The United States Army found themselves on controversial footing after it’s “Army Command Policy” was revealed and reported on back in October.
CNN chronicled the story where the Army document was spotlighted. In it, a section on “race and ethnic code definitions” was exposed which read, “A person having origins in any of the black racial groups of Africa. Terms such as ‘Haitian’ or ‘Negro’ can be used in addition to ‘Black’ or ‘African American.'”
Almost immediately after being lambasted on social media by concerned Americans, the document was updated and the section removed. Known as regulation AR 600-20, the regulation was originally contained in the October 22 “Army Command Policy”. The U.S. Army did not have a comment at the ready when journalist from The Huffington Post contacted them Thursday afternoon (Nov. 6).
Lt. Col. S. Justin Platt did speak with CNN on Wednesday, acting as a spokesman for the United States Army.

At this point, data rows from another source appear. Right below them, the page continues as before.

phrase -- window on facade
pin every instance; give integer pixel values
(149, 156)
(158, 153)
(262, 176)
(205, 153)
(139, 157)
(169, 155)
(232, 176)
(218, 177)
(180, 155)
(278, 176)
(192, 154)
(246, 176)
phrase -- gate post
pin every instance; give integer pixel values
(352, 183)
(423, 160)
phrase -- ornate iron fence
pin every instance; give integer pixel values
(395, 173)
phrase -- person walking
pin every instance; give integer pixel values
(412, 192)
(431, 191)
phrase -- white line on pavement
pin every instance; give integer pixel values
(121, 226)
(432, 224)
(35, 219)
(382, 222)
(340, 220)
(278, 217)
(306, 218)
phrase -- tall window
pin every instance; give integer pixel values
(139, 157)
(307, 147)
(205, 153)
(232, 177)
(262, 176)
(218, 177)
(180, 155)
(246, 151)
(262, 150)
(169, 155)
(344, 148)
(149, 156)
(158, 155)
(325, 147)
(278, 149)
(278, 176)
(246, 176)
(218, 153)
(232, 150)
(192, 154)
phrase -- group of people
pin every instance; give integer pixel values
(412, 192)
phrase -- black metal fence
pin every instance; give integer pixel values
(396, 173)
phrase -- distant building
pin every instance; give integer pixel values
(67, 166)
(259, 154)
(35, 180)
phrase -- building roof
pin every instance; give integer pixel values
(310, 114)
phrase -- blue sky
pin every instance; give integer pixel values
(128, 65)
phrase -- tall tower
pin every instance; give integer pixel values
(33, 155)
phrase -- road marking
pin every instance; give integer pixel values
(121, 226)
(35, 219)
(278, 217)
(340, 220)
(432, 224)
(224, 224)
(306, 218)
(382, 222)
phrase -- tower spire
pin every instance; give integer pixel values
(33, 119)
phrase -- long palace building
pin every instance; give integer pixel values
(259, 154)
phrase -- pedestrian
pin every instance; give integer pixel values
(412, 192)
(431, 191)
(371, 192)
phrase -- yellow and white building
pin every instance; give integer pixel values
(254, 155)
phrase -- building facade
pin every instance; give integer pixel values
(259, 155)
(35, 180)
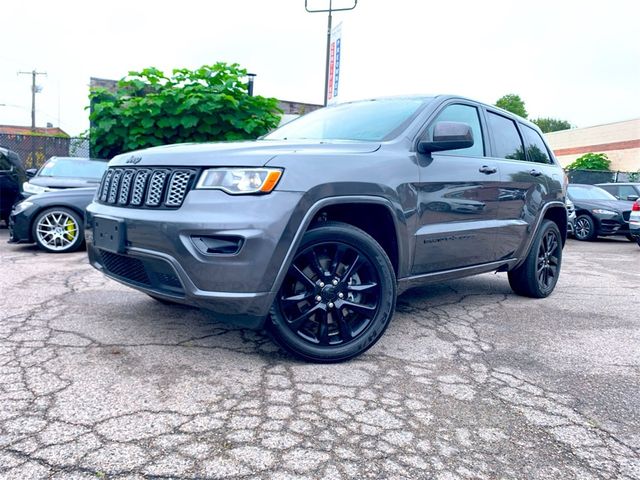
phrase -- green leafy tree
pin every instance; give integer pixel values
(149, 108)
(591, 161)
(512, 103)
(551, 124)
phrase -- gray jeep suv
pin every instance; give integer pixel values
(312, 231)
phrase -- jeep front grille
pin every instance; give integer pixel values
(146, 187)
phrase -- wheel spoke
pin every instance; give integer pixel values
(296, 323)
(337, 258)
(315, 265)
(345, 330)
(357, 307)
(362, 287)
(353, 268)
(298, 298)
(302, 277)
(323, 331)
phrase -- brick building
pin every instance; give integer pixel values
(619, 140)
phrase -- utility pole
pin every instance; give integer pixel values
(329, 11)
(34, 90)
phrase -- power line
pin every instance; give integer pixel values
(34, 90)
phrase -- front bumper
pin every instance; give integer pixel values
(161, 255)
(20, 227)
(611, 225)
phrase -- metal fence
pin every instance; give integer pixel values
(34, 150)
(592, 177)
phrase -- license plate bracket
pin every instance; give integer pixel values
(109, 234)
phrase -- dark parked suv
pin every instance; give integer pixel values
(12, 175)
(313, 230)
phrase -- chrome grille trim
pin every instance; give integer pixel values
(177, 187)
(139, 186)
(156, 188)
(115, 183)
(146, 187)
(125, 187)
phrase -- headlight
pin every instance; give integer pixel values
(601, 211)
(21, 207)
(31, 188)
(240, 180)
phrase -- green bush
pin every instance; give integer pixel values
(591, 161)
(148, 108)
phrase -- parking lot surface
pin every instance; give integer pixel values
(470, 381)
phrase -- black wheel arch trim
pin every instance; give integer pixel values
(400, 231)
(541, 217)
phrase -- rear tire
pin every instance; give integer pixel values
(337, 297)
(585, 228)
(538, 275)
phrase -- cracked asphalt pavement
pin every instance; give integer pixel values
(469, 382)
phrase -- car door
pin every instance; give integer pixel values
(527, 176)
(457, 198)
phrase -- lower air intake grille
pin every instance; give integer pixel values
(128, 268)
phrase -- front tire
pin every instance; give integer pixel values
(58, 230)
(538, 275)
(338, 295)
(585, 228)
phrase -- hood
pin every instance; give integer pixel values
(237, 154)
(64, 182)
(73, 192)
(615, 205)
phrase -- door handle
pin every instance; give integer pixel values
(488, 170)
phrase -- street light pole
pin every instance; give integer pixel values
(329, 11)
(34, 90)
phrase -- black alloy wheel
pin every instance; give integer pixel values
(548, 264)
(538, 275)
(585, 228)
(337, 297)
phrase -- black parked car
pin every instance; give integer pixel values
(598, 213)
(622, 191)
(60, 173)
(12, 176)
(52, 220)
(313, 230)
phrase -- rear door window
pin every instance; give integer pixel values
(536, 148)
(507, 142)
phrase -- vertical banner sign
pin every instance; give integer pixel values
(334, 63)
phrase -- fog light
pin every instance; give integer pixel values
(217, 245)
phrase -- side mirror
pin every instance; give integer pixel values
(448, 136)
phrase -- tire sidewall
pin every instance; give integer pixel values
(592, 227)
(546, 227)
(77, 242)
(365, 244)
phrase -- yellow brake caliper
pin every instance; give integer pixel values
(70, 230)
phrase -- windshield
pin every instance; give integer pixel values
(74, 168)
(371, 120)
(589, 193)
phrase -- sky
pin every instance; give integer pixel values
(574, 60)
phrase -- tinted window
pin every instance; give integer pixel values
(4, 163)
(465, 114)
(67, 167)
(625, 191)
(506, 138)
(536, 149)
(372, 120)
(585, 192)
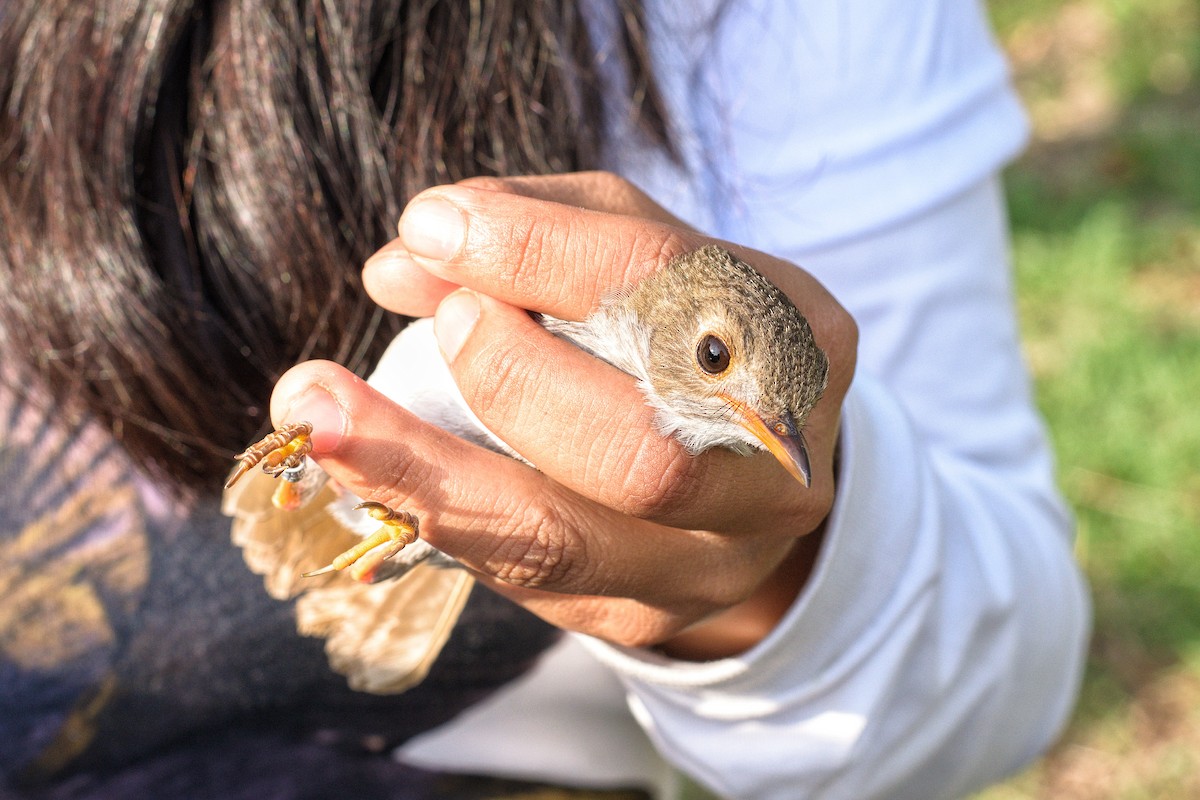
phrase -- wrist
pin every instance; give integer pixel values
(738, 629)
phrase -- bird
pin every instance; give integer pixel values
(721, 355)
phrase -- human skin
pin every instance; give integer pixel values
(618, 533)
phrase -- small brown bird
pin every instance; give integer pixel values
(724, 358)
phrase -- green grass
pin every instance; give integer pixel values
(1105, 211)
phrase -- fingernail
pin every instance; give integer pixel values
(317, 405)
(433, 228)
(388, 259)
(454, 322)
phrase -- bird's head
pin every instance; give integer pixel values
(731, 361)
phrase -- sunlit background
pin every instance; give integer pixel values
(1105, 211)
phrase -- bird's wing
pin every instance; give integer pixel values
(383, 637)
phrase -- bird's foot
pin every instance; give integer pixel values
(280, 452)
(397, 531)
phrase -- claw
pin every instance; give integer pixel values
(399, 530)
(279, 451)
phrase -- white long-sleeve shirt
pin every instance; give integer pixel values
(939, 644)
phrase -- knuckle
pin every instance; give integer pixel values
(661, 488)
(499, 383)
(538, 552)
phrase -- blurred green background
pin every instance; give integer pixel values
(1105, 210)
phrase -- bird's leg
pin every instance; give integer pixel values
(283, 453)
(399, 530)
(279, 451)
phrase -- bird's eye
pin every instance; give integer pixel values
(713, 355)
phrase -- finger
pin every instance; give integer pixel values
(402, 286)
(534, 253)
(498, 516)
(587, 425)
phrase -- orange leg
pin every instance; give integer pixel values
(399, 530)
(279, 451)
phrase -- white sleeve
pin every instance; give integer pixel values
(940, 642)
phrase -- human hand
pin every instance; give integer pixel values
(619, 533)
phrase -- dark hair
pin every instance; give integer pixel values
(187, 188)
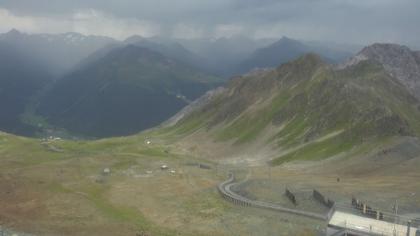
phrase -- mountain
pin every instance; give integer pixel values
(287, 49)
(21, 77)
(128, 90)
(221, 56)
(305, 109)
(56, 52)
(399, 61)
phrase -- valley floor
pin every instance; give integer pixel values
(65, 188)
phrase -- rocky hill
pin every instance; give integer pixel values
(305, 109)
(399, 61)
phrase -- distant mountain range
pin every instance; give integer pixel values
(287, 49)
(307, 109)
(399, 61)
(21, 77)
(128, 90)
(58, 53)
(113, 88)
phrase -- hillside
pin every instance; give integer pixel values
(128, 90)
(58, 53)
(287, 49)
(304, 109)
(399, 61)
(21, 77)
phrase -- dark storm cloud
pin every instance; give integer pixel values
(359, 21)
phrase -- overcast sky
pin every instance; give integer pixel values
(351, 21)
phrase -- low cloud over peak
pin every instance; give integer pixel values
(355, 21)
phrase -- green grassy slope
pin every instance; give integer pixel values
(314, 110)
(129, 90)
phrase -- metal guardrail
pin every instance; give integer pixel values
(224, 189)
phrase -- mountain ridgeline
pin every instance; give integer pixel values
(306, 109)
(128, 90)
(21, 77)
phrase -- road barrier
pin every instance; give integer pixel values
(322, 199)
(224, 189)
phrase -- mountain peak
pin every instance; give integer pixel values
(383, 49)
(134, 39)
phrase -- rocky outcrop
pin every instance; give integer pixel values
(399, 61)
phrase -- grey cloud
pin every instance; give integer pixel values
(358, 21)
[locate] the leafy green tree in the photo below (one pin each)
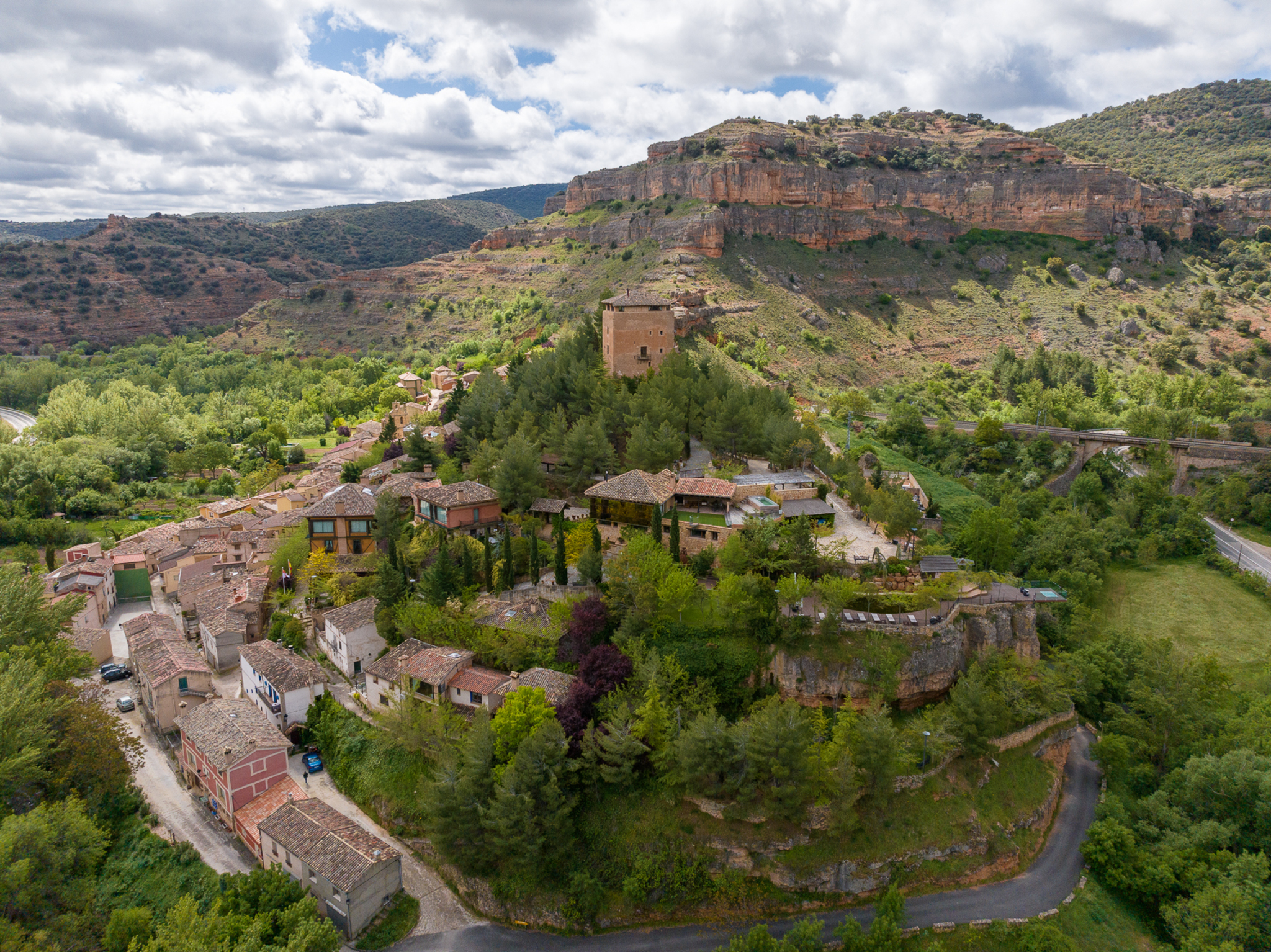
(47, 861)
(536, 559)
(885, 931)
(442, 580)
(390, 585)
(653, 449)
(876, 750)
(420, 449)
(518, 719)
(804, 937)
(652, 721)
(125, 926)
(988, 539)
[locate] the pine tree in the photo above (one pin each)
(528, 822)
(441, 581)
(616, 752)
(562, 570)
(536, 560)
(652, 722)
(459, 796)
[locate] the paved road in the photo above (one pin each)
(16, 418)
(1044, 886)
(1249, 556)
(177, 809)
(439, 909)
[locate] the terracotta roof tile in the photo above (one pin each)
(357, 500)
(354, 616)
(636, 486)
(438, 665)
(483, 680)
(556, 684)
(639, 299)
(282, 669)
(327, 842)
(251, 814)
(229, 729)
(464, 493)
(704, 486)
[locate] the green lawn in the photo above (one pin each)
(1198, 608)
(1096, 920)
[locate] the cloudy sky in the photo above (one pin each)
(139, 106)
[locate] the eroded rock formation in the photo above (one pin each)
(793, 184)
(931, 669)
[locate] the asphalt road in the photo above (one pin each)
(1239, 550)
(1044, 886)
(16, 418)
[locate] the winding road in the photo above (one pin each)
(1246, 554)
(16, 418)
(1044, 886)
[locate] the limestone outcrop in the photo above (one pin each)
(848, 183)
(932, 668)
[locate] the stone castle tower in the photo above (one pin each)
(637, 332)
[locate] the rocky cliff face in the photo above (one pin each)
(848, 183)
(931, 669)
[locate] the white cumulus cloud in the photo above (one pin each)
(141, 106)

In his sit down with the network, Platt said that the racial definitions were “outdated, currently under review, and will be updated shortly.” In related news, the U.S. Census Bureau also shared with Americans that they would no longer use the term “Negro” for its 2014 forms.
This is another addition to claims that have caught the Army under the gun after enlisted members have taken umbrage with their rules. Earlier this year, African-American women were outraged after the Army issued updated rules regarding acceptable female hairstyles. Styles such as braids or twists were called “matted” and “unkempt” by the U.S. Army. Defense Secretary Chuck Hagel immediately announced that the Army would revise the rules to allow these hairstyles into their companies.